Bottom Painting. The Good and the Bad

Wednesday June 2nd, 2010 (Simon) - Splashed the boat after a quick haulout for bottom paint and zincs. When whoever it was first put antifouling on the bottom, I don't think they prepped the hull properly. At any rate, several areas (notably the aft buttock sections and the turn of the bilge at the keel) have suffered from delamination of the bottom paint off the hull, leaving shiny gelcoat visible. I finally got annoyed and scraped back a lot of this to where the adhesion was somewhat better, then prepped the exposed gelcoat with light sanding and Interlux Fibreglass primer (YPA something-or-another) before putting on fresh bottom paint. This way, to the extent the boat has "repaired" patches in the bottom paint, at least the patches are a few large continuous areas, rather than dozens of little patches.

I also continued my battle with Krikkit's krazy keel. The boat likes to burn the paint off its keel, even though lead is supposed to be pretty much inert. It was terrible the first year -- the paint on the keel was what they call "sick," delaminating in big multi-coloured sections over some areas of the keel, while other sections had seawater in between the lead and the paint, which created pus-like white oxide under the paint. Yuck. I took pretty much the entire keel down to bare metal last year, except the sections that had fairing compound (mostly near the hull/keel joint). After all, fairing compound should form a pretty good barrier, right? I then put on five coats of Interlux 2000E epoxy barrier coat on the whole keel before bottom painting. Well guess what? This year most of the keel was mostly alright, except the sections with the fairing compound that I'd left in place last year had all blistered or delaminated. So I fixed those this year, taking them down to bare metal, smoothing out the imperfections (which the fairing compound had been covering) as best as possible with a scraper and rasp, and putting on three thick coats of Interlux 2000E (time was tight!). I feathered these new barrier coat patches into the existing 2000E. There were also several isolated dime-sized spots where last year's 2000E had let in water and created little pocks in the paint. Again, I scraped and sanded these spots out and reapplied 2000E, feathered it into the surrounding solid 2000E barrier coat.

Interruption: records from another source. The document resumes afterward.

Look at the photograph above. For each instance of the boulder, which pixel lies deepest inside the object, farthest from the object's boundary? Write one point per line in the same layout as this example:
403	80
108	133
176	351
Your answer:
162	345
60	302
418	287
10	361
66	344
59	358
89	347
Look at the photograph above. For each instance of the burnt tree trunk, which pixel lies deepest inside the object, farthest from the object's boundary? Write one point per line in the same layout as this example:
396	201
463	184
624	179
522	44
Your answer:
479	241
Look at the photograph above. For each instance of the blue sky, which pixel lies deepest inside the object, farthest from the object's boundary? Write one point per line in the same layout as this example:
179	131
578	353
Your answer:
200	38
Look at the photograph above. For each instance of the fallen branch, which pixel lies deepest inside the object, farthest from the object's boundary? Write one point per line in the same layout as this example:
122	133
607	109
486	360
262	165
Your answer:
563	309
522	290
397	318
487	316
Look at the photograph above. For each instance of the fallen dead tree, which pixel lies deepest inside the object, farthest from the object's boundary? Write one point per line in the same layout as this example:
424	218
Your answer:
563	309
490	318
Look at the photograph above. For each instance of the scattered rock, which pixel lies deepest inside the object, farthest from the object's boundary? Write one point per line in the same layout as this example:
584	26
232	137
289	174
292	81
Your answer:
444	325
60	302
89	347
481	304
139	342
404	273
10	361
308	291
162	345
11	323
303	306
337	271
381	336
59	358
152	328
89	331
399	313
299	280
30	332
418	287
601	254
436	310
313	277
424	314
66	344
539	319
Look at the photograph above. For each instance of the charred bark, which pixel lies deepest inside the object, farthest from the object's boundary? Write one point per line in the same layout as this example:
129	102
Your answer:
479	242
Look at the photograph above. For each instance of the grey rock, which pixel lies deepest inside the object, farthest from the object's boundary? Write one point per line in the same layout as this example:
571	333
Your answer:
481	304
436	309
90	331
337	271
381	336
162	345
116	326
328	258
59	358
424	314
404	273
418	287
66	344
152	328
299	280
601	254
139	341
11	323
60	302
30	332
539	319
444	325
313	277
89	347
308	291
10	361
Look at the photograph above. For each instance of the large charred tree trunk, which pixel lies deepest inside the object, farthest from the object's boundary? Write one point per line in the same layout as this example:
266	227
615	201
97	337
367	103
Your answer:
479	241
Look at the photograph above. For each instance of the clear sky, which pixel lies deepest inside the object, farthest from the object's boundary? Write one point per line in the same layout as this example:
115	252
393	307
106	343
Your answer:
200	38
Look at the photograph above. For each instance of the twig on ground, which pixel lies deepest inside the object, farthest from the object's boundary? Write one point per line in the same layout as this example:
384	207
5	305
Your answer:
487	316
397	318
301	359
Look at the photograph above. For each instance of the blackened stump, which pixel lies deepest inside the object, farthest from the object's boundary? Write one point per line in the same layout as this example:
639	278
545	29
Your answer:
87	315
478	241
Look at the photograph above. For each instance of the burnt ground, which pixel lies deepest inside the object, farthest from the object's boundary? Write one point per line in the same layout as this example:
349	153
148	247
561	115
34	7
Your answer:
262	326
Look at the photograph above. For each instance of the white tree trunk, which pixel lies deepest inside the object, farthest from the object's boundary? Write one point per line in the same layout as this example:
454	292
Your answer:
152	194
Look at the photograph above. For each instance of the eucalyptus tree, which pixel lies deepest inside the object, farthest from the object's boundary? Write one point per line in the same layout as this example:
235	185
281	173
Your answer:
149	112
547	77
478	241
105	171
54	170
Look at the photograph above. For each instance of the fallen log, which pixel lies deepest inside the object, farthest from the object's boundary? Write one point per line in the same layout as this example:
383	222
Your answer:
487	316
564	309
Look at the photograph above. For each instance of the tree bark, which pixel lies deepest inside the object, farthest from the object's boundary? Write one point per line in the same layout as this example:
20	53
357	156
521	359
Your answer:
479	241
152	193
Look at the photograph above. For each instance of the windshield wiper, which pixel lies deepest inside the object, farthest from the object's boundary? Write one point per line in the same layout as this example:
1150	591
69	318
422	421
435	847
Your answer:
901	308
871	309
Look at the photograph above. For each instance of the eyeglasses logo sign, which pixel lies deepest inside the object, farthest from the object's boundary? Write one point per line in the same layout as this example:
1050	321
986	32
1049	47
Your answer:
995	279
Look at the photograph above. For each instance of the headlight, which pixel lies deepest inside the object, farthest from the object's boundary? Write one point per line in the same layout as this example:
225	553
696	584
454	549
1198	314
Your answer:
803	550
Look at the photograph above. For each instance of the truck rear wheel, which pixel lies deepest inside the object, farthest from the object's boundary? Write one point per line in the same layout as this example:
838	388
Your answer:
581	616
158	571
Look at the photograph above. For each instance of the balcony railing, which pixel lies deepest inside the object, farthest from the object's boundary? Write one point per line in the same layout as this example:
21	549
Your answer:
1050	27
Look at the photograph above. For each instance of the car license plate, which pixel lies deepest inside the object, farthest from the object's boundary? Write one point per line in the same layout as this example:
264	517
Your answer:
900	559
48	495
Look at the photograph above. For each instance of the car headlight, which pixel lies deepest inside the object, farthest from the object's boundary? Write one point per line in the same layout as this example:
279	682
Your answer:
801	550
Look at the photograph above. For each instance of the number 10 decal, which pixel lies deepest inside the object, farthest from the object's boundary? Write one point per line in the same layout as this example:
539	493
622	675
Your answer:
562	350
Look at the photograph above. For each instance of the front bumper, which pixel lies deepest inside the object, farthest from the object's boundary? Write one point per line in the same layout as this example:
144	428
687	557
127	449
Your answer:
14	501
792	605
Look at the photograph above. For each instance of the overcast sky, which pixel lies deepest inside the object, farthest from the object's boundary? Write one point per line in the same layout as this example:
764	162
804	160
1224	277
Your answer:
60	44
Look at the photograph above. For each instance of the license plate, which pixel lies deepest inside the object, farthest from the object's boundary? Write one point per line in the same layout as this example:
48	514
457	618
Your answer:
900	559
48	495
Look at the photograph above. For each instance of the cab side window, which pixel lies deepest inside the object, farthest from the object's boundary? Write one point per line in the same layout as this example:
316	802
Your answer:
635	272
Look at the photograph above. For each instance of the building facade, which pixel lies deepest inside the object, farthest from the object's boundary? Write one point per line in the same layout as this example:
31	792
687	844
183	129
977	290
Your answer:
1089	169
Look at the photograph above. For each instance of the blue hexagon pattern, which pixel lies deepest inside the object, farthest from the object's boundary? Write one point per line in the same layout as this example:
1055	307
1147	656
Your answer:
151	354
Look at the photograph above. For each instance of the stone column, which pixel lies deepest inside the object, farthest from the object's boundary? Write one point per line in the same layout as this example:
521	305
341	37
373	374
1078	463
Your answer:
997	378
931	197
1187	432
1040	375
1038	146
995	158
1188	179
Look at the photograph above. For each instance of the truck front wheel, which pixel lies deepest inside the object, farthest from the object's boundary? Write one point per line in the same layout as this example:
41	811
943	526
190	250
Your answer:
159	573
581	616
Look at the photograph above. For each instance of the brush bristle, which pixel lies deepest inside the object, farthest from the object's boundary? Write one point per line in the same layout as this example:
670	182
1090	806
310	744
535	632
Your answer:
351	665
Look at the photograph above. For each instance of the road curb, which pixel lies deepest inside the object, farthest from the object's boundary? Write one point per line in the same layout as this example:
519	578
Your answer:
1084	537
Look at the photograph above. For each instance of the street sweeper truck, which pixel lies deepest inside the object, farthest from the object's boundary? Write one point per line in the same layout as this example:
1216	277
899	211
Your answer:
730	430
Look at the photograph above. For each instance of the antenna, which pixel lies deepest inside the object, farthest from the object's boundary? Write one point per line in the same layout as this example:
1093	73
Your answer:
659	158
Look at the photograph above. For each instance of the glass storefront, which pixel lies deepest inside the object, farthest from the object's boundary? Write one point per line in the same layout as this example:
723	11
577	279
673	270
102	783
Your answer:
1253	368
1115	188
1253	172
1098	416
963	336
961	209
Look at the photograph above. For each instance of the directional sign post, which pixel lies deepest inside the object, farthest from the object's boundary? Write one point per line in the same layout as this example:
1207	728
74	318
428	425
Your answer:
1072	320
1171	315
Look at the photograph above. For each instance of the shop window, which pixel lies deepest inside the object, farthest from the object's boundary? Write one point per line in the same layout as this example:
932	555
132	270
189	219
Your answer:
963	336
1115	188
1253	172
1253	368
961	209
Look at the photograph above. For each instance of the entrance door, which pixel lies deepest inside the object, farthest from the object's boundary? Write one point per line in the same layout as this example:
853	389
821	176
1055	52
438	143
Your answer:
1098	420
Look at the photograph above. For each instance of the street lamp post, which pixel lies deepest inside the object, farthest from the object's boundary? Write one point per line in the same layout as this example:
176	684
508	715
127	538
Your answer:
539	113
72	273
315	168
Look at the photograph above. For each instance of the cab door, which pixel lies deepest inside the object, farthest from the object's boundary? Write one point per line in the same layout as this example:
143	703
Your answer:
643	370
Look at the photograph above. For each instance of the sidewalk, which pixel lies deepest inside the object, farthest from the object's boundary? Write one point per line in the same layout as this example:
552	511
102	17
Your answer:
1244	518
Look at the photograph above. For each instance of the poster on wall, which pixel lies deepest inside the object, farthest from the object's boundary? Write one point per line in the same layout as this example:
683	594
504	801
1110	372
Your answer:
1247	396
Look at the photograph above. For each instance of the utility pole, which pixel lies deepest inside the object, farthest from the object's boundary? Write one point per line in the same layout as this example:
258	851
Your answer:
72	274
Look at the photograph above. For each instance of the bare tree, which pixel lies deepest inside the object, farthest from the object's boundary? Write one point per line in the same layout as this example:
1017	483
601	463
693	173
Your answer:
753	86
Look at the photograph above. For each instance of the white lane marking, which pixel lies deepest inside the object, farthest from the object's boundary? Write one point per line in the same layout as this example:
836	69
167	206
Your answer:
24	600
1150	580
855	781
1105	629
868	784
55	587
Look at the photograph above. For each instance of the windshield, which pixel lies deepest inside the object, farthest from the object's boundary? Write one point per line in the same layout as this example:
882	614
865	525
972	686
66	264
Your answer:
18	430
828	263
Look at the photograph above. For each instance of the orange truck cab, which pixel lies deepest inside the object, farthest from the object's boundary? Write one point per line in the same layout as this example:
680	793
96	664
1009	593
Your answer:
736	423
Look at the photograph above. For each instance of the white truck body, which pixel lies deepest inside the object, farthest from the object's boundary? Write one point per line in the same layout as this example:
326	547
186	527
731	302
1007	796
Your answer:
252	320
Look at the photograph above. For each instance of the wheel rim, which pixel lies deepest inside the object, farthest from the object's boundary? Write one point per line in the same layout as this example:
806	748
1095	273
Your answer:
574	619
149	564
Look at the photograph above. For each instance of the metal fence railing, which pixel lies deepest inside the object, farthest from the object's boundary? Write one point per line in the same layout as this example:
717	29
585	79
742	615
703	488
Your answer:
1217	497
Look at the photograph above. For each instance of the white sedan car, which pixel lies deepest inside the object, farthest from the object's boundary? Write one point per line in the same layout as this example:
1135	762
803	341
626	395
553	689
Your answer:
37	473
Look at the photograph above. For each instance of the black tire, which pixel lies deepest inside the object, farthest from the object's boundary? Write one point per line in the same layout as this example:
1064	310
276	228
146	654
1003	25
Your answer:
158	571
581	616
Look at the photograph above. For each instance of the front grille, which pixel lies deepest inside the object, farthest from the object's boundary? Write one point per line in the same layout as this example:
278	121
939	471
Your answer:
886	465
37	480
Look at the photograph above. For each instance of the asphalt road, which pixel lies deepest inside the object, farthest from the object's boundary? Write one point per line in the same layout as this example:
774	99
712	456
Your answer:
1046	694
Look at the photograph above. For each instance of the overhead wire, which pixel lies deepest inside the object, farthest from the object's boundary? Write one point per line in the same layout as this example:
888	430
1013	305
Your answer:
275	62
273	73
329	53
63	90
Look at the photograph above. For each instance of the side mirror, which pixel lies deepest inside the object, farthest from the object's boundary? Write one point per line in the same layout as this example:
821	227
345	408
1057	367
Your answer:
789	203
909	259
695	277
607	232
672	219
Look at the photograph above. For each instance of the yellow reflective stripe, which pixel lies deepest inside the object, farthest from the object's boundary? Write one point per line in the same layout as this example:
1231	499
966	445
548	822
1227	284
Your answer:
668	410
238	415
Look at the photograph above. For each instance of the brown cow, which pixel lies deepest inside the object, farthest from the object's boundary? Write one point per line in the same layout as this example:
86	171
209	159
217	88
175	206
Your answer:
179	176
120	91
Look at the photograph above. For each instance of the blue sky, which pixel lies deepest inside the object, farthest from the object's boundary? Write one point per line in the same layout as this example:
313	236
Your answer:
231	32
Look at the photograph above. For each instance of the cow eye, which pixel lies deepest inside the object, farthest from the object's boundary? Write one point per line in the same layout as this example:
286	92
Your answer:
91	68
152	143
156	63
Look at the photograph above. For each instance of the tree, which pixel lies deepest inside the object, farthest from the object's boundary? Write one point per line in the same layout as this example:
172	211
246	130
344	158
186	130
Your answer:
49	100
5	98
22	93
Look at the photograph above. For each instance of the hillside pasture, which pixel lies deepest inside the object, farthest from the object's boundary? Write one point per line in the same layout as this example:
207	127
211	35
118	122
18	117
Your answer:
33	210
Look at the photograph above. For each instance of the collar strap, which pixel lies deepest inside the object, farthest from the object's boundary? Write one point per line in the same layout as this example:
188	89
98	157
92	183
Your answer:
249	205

I've never before heard of a lead keel being so "active." I wonder if our marina is particularly hot, or if there's some interaction going on between the lead keel and the copper in the bottom paint? Certainly when we first got the boat, it appeared they'd bottom painted straight on top of the lead, with maybe just a thin coat of some kind of primer. It also appears that one of the earliest bottom coats was some sort of hard, metallic, copper-coloured paint, almost like sprayed-on metal (damn hard to sand, too!) It was a fresh-water boat for the first several years, so they probably got away with it because of that. Some research on the web also turns up some newer (2004ish) Hunter 33s that have experienced similar problems (see http://archives.sailboatowners.com/pviewarch.htm?fno=9&sku=2007080172316.99&browse=T&g=%5Bg%5D&ptl=Corrosion%20on%20my%20Keel and click on the related photo link in the first post). In that case it seems they chalked it up to impurities in the lead, and the solution is to encapsulate the keel in 2000E, just like I've done (or have tried to do).

But at any rate, Krikkit is nice and slippery for now, at least ... we glided back into our slip, all the way down the slipway with the engine in neutral. Splendid!